|Company Name||PacWest Bancorp|
|Class Period||February 28, 2022 to May 03, 2023|
|Lead Plaintiff Motion Deadline||November 10, 2023|
On May 3, 2023, Bloomberg published an article reporting that PacWest was “weighing strategic options including a sale” and that “[t]he sector has been under pressure as rising interest rates lowered the value of their longer-term investments while increasing the cost of funding and spurring depositors to move cash into higher-yielding money market funds.” Forbes also reported that “[h]igher interest rates intensify the spread of the latest bank failure virus that drives deposits out of vulnerable banks, tanks their stock prices, and ultimately prompts an FDIC-enabled rescue[,]” and “the big loss an acquirer would incur to mark down the value of some PacWest loans makes it unlikely a buyer will emerge for the entire bank.” On this news, PacWest’s stock price fell $2.84, or 44.2%, to close at $3.59 per share on May 4, 2023, thereby injuring investors.
Then, on May 11, 2023, PacWest disclosed that it had lost a significant percentage of its deposits following the publications of the Bloomberg and Forbes reports.

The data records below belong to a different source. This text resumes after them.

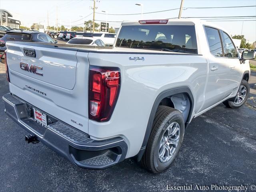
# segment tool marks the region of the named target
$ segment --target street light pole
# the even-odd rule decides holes
[[[102,12],[104,12],[106,13],[106,28],[105,29],[105,32],[106,33],[107,32],[108,32],[108,30],[109,30],[109,25],[108,26],[108,30],[107,32],[107,26],[108,24],[108,12],[107,11],[101,11]]]
[[[242,24],[242,30],[241,30],[241,39],[242,39],[242,34],[243,32],[243,26],[244,26],[244,22]]]
[[[143,16],[143,4],[141,3],[136,3],[136,4],[135,4],[135,5],[138,5],[139,6],[141,6],[141,19],[142,19],[142,17]]]
[[[94,22],[95,20],[95,0],[93,0],[93,21],[92,24],[92,32],[94,32]]]
[[[180,12],[179,13],[179,16],[178,18],[180,18],[181,16],[181,13],[182,12],[182,8],[183,7],[184,0],[181,0],[181,3],[180,4]]]

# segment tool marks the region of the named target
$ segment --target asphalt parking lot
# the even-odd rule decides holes
[[[0,63],[1,98],[9,92],[4,67]],[[250,83],[256,83],[256,73]],[[159,175],[132,158],[103,170],[83,169],[40,143],[27,144],[27,133],[4,113],[1,102],[0,191],[159,192],[167,184],[256,184],[256,92],[251,91],[239,109],[220,104],[194,119],[171,168]]]

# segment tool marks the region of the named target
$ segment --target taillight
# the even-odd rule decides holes
[[[8,71],[8,66],[7,65],[7,58],[6,57],[6,51],[4,51],[4,64],[5,64],[5,73],[6,75],[6,79],[10,82],[10,78],[9,78],[9,71]]]
[[[162,20],[140,20],[139,21],[140,24],[166,24],[168,19]]]
[[[116,103],[121,84],[119,69],[90,66],[89,74],[89,118],[107,121]]]

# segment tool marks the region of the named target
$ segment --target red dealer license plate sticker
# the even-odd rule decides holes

On this news, PacWest’s stock price fell $1.38, or 22.8%, to close at $4.68 per share on May 11, 2023.
Then, on July 25, 2023, an announcement was made that PacWest had entered into an agreement to be purchased by Banc of California, Inc. Under the terms of the agreement, PacWest shareholders would receive 0.6569 of a share of Banc of California common stock for each share of PacWest common stock.
The complaint filed in this class action alleges that throughout the Class Period, Defendants made materially false and/or misleading statements, as well as failed to disclose material adverse facts about the Company’s business, operations, and prospects. Specifically, Defendants failed to disclose to investors that: (1) PacWest had understated the impact of interest rate hikes on PWB, a smaller bank with excessive concentration in specific industries; (2) accordingly, the Company had overstated the stability and/or sustainability of its deposit base; (3) as a result, PacWest was exceptionally vulnerable to excessive deposit flows and/or a liquidity crisis; and (4) as a result, Defendants’ positive statements about the Company’s business, operations, and prospects were materially misleading and/or lacked a reasonable basis at all relevant times.